The cores 7b are assembled in a normal state so that no gap is created between the mating surfaces of the cores 7a and 7b, thereby reliably suppressing the insertion of the weld pan j from the mating surfaces of the cores 7a and 7b, and also preventing the casting surface from forming. Good quality castings can be made using Vi.

In the above embodiment, the case where the core body 6' is made of resin-coated sand is shown, but the core body 6' is not limited to this, and it is also possible to make it made of self-hardened sand such as cement sand. In this case, a plastic mold is used to harden the self-hardened sand by microwave heating to mold the core body.

(Effects of the Invention) As explained above, according to the method of the present invention, first, the first coating layer constituting the outermost surface layer of the core is formed on the molding surface of the mold, and then the first coating layer is formed on the molding surface of the mold. The second coating layer is formed on top, and then the mold is filled with core sand, so even if dripping occurs during the process of forming the first and second coating layers, there is no problem. This dripping occurs not on the mold side but on the second coating layer side, and the outermost surface of the final molded core is finished in the desired smooth state. When used in combination, there is no gap between the mating surfaces of both cores, which allows the cores to be joined together.
Insertion of molten metal from the ffij part can be reliably suppressed, and a casting with a good casting surface can be cast.

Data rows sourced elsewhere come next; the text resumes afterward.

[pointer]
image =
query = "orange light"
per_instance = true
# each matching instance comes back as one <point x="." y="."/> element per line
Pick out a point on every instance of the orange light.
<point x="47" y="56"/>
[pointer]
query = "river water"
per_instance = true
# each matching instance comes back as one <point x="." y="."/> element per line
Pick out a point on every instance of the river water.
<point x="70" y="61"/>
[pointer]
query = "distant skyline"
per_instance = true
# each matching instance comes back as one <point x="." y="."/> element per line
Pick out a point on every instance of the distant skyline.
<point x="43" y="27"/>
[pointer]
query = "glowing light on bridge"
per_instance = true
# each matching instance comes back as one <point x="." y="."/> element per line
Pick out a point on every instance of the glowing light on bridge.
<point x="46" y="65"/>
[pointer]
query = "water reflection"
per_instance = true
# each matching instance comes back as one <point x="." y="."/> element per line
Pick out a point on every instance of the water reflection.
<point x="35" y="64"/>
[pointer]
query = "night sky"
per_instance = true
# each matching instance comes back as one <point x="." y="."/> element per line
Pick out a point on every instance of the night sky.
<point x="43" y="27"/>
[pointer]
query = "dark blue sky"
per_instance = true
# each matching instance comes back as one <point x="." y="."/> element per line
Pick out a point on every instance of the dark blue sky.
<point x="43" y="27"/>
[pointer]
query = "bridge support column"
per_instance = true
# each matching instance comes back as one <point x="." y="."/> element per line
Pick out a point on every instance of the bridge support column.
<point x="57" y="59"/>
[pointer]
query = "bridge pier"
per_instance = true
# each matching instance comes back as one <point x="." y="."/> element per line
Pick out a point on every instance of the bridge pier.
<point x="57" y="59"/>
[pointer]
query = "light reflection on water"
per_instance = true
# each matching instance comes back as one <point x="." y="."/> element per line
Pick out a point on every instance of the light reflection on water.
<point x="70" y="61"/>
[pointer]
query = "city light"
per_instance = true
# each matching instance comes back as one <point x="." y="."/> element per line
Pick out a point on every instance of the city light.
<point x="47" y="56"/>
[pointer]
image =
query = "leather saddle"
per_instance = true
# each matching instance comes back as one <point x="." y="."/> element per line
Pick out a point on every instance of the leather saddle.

[Brief explanation of drawings]

FIG. 1 is a manufacturing process diagram showing a method for manufacturing a pressure vfN core according to an embodiment of the present invention, and FIG. 2 is a perspective view showing a rotor of an automobile rotary engine taken out from a mold.
Figure 3 is an exploded perspective view showing a split type core for rotor casting, and Figure 4 is a longitudinal sectional front view showing the state of rotor casting. DESCRIPTION OF SYMBOLS 1... Molding mold, 2... 1st coating material, 3... 1st coating material layer, 3-... 1st coating layer, 4... 2nd
Coating material, 5... Second coating material layer, 5-... Second coating layer, 6... Core sand, 6'... Core body, 7.
...Shell core. Figure 4 Figure 3 Figure 2

Claims (1)

[Claims] (1) A solution containing fine particles or flat particles of graphite, mica, etc. is applied to the molding surface of the core mold, and then a drying process is performed to evaporate volatile components in the solution to form the first coating layer. Next, after applying a slurry liquid containing powdered refractories, metal oxides, etc. on the first coating layer, core sand is filled into the mold, and then a heating process is performed. By firing the core sand to form a core body, and evaporating volatile components in the slurry liquid to form a second coating layer,
A method for producing a pressure casting core, characterized in that the core formed by the firing is then taken out from the mold.